1) It is easy to learn
2) It has a REPL.
3) It has a large standard library, and most things things in the library are easy to use.
The library is not super abstracted and overly engineered like so many other tools.
4) It has a large universe of third party libraries that are useful and easy to install.
There are bindings to many C/C++ and Fortran libraries. Things like numpy, scipy, and matplotlib.
5) The language and its libraries work on Windows/Linux/Mac.
6) The language is good at allowing one to focus on the problem at hand without worrying so much about minutiae of the language.

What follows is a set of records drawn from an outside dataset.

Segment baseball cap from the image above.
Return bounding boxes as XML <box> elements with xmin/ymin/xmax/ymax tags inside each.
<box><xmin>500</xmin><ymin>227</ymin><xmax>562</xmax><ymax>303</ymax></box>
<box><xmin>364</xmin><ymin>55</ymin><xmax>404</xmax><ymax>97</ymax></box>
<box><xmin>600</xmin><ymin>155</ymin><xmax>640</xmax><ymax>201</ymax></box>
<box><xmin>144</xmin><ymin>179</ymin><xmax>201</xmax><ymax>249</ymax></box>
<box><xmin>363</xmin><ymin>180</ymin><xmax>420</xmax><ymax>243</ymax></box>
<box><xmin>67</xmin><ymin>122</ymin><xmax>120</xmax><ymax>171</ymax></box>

7) It supports imperative and object-oriented programming and has some support for functional style programming with map, filter, lambdas and list comprehensions. The functional programming support is on the weak side, but at least there is something.
The language also has some down sides.
1) Python hides low level details from the programmer. As a student learning about programming, ones needs to understand this stuff. Thus 'C' should also be taught.
2) It has been my experience that dynamic typing is useful for relativity small single person tasks. Somewhere around 30,000 lines, one begins to wish for static type checking. However, one needs a good type system. The rise of generics has greatly improved modern statically typed languages.
After reading "Learn You a Haskell For Great Good", I think all programmers should learn Haskell.
It is not really just about learning Haskell either, but understanding the power of function abstraction, combinators, referential integrity, organizing data, and managing side effects.